The White House hosted University President Steven Knapp, students and college affordability advocates from across the country Thursday for a discussion that grappled with student loans and the rising costs of higher education.
Secretary of Education Arne Duncan and Second Lady Jill Biden led the talk, asking experts to pitch their ideas for ways to ease the financial burden of a college degree.
“We all recognize that going to college has never been more important than it is today. Unfortunately it’s also never been more expensive. Somehow we have to find ways to reduce that,” Duncan said, according to a pool report. “Tell us what we need to hear, not what we want to hear.”

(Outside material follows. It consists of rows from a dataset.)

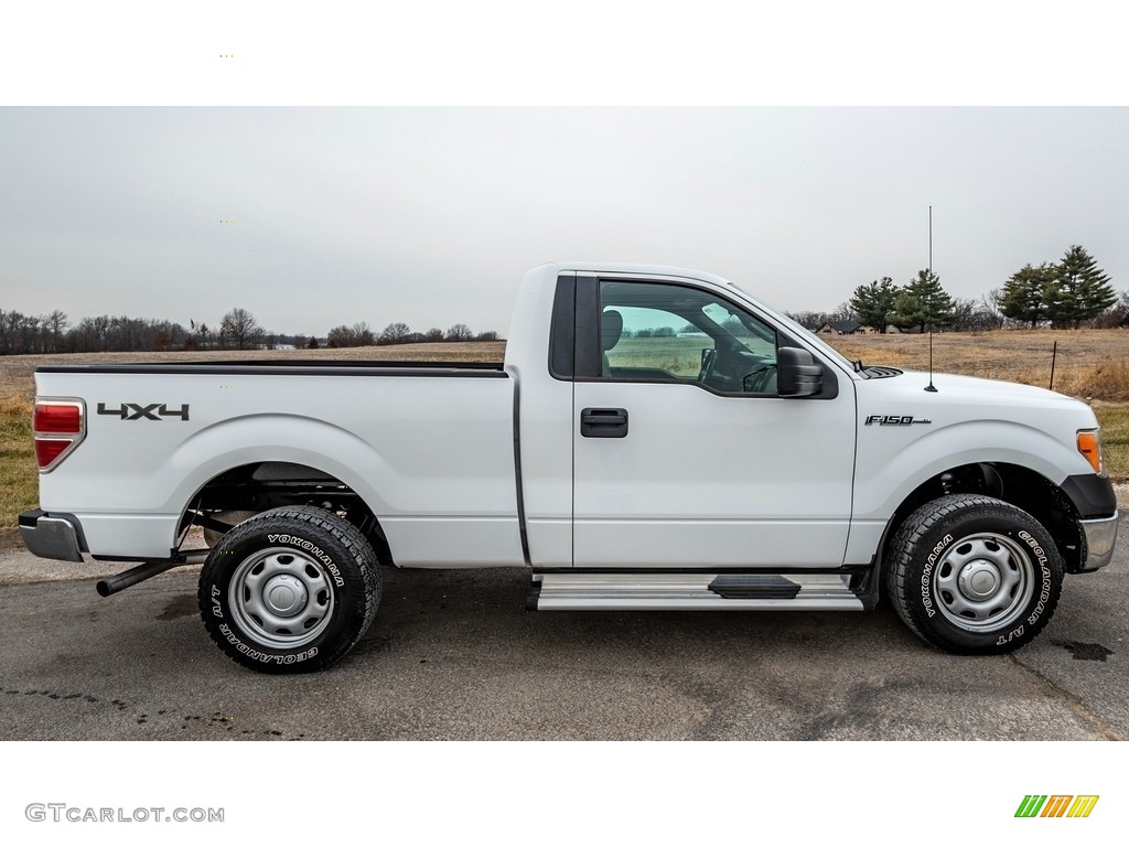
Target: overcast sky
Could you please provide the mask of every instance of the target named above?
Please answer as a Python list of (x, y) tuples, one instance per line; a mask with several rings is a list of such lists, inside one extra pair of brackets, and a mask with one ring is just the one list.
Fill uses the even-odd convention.
[[(1129, 288), (1127, 108), (0, 110), (0, 308), (505, 333), (546, 261), (789, 311), (928, 263), (979, 297), (1084, 245)], [(233, 222), (221, 222), (233, 221)]]

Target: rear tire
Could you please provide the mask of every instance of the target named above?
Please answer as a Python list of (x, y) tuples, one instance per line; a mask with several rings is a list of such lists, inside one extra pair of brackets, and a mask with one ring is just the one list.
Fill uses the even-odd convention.
[(376, 615), (373, 545), (326, 509), (283, 506), (244, 521), (200, 573), (200, 614), (230, 658), (263, 673), (330, 666)]
[(905, 625), (934, 647), (1008, 653), (1031, 641), (1054, 613), (1062, 559), (1023, 509), (953, 495), (921, 506), (899, 527), (886, 590)]

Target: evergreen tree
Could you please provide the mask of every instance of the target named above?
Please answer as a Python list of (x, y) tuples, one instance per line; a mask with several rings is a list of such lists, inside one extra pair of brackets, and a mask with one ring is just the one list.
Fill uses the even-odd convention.
[(1117, 303), (1110, 278), (1079, 245), (1070, 245), (1054, 265), (1053, 278), (1043, 287), (1047, 316), (1056, 326), (1078, 329), (1083, 321), (1097, 317)]
[(885, 332), (894, 312), (899, 288), (890, 277), (876, 279), (867, 286), (859, 286), (850, 298), (850, 307), (858, 315), (859, 323)]
[(953, 298), (940, 287), (940, 277), (921, 269), (894, 299), (894, 315), (890, 321), (896, 326), (917, 326), (925, 332), (933, 326), (953, 324)]
[(1013, 321), (1023, 321), (1035, 329), (1048, 317), (1043, 291), (1053, 277), (1054, 267), (1045, 262), (1038, 268), (1023, 265), (1004, 283), (1000, 312)]

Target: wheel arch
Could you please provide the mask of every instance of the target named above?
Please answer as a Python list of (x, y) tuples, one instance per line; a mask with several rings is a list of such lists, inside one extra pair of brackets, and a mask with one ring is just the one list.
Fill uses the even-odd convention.
[[(973, 462), (934, 474), (914, 488), (894, 509), (882, 533), (876, 566), (890, 559), (898, 529), (916, 509), (947, 495), (987, 495), (1023, 509), (1054, 540), (1067, 573), (1078, 573), (1086, 560), (1086, 540), (1078, 512), (1067, 494), (1030, 468), (1008, 462)], [(881, 577), (879, 577), (881, 579)]]
[(189, 526), (226, 532), (236, 523), (280, 506), (314, 506), (357, 526), (382, 565), (392, 550), (369, 503), (347, 481), (298, 462), (248, 462), (215, 473), (184, 504), (177, 534)]

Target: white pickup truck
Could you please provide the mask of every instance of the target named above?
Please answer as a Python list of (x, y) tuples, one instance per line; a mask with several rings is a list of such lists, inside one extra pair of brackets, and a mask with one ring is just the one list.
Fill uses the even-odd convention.
[[(236, 662), (325, 667), (379, 566), (532, 571), (531, 610), (873, 609), (930, 645), (1031, 640), (1113, 552), (1094, 413), (851, 363), (708, 273), (546, 264), (498, 365), (41, 367), (28, 549), (203, 557)], [(210, 549), (185, 550), (193, 526)]]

Knapp said in an email that he told the group about GW’s outreach to local high schools – an effort to raise awareness about the aid options that the University offers.
GW has looked to entice low-income students with initiatives such as the Stephen Joel Trachtenberg Scholarship program, which has awarded about 150 full rides to District high school students over the last 25 years.
He said he also expressed his concerns about shrinking support for public universities.
“This is part of a tendency across the nation to see education as a private benefit rather than a public good. I think that’s a terribly short-sighted view,” Knapp said.
He added that he left the White House feeling optimistic about the group’s recommendations for tackling costs.
“It was encouraging to hear such a variety of suggestions from so many people who care about individual students struggling with the burden of debt and about what all of us… can do together to address this national challenge,” Knapp said.
The second lady announced to the group that senate Democrats are working to craft legislation that will help graduates pay back debt.
“I’m proud to be part of this administration that has made college affordability a priority, reforming the student loan system and doubling Pell Grants, but we all know that we need to do more,” Biden, who teaches classes at Northern Virginia Community College, said at the gathering.
Knapp joined more than 100 other college leaders at a White House summit in January as part of President Barack Obama’s pledge to expand college access. Knapp launched a task force a week later to examine the University’s support systems for low-income families and offer workshops to D.C. high school students applying to college.
Dexter McCoy, a former Boston University student body president, shared his personal experiences at the White House. McCoy said he graduated this spring with $30,000 in debt and struggled to pay his way through college.
“It’s the story of many people my age across the country,” he said.